24 septembre 2019, 19h, les prémices d'une soirée de Rencontres Littéraires "bien de chez nous" au coeur de l'Espace Art Gallery où se côtoient désormais Arts et Lettres.
Gérard Adam, l'animateur hors pair et profondément investi des Rencontres, a formulé la thématique de cette soirée: "Ceux de chez nous", les trois écrivains sous les feux des projecteurs: Rose-Marie François, Daniel Charneux et Bozidar Frédéric, une fois de plus un choix judicieux.
Poète, philologue, romancière et dramaturge ayant à son actif une trentaine de livres dont plusieurs traduits en plus de dix langues, Rose-Marie François nous présente son roman "La Belle Enceinte, Nos amours de Flandre et de Picardie", l'oeuvre étant préfacée par l'écrivain et académicien Jacques De Decker. Le jeune Jan Frans a fui sa campagne rongée par la famine pour trouver fortune dans les charbonnages de Picardie; Jean-François, lui, est professeur d'hébrec (hébreux + grec), mais les deux (faux) frères aiment la belle Victorine... Une écriture hors du temps d'une écrivaine passionnée dès l'enfance par les langues étrangères.
Romancier et nouvelliste, auteur inspiré de deux romans, directeur de publication de nouvelles montoises, Daniel Charneux nous propose "Maman Jeanne", un roman imprégné d'abandon et de folie nous relatant le destin tragique d'une femme sans grâce qui a vécu un amour interdit. La parole est donnée à Jeanne, l'épouse d'un négociant qui se retrouvera rapidement veuve avec trois fils sur les bras, dont un lourdement handicapé. Charneux a obtenu un prix pour son roman "Une semaine de vacance."

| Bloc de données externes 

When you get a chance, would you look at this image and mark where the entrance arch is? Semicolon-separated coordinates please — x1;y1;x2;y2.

Un Master en sciences du travail en poche ainsi qu'une formation en ressources humaines et en sophrologie, formateur en langue française, récitant et animateur de rencontres littéraires, Bozidar Frédéric nous présente ce soir "Ciel Seraing", un premier roman polar se déroulant dans un cadre social. Nous suivons ici l'enquête ultime et poignante d'un commissaire de police proche de la retraite. Le décor: le Seraing de Frédéric du temps de la fermeture de la phase à chaud. Né sur une île de Croatie, Bozidar y a passé son adolescence avant de réaliser son rêve: pouvoir naviguer en tant qu'officier de marine.
"Trois excellents livres!" nous annonce d'emblée Gérard Adam qui nous citera Georges Brassens au passage. Trois récits qui nous évoquent des statuts et situations de femme peu enviables et même pénibles.
Avec "Maman Jeanne", nous assistons à la reconstruction d'une vie, l'auteur utilisant ses propres souvenirs parfois imprégnés de secrets, une émotion à fleur de peau, quelque chose de Maupassant enveloppant son oeuvre. La forme du monologue n'est point absente; discret et posé, l'auteur nous révèle que, désoeuvrée, Jeanne entrera au service d'un curé auprès duquel elle trouvera tendresse, bonté et compréhension, ce qui ne sera pas sans conséquence car naîtra un quatrième enfant. L'enfant du péché. Charneux s'est ici inspiré de son arrière grand-mère pour son personnage de Jeanne, il nous l'apprendra.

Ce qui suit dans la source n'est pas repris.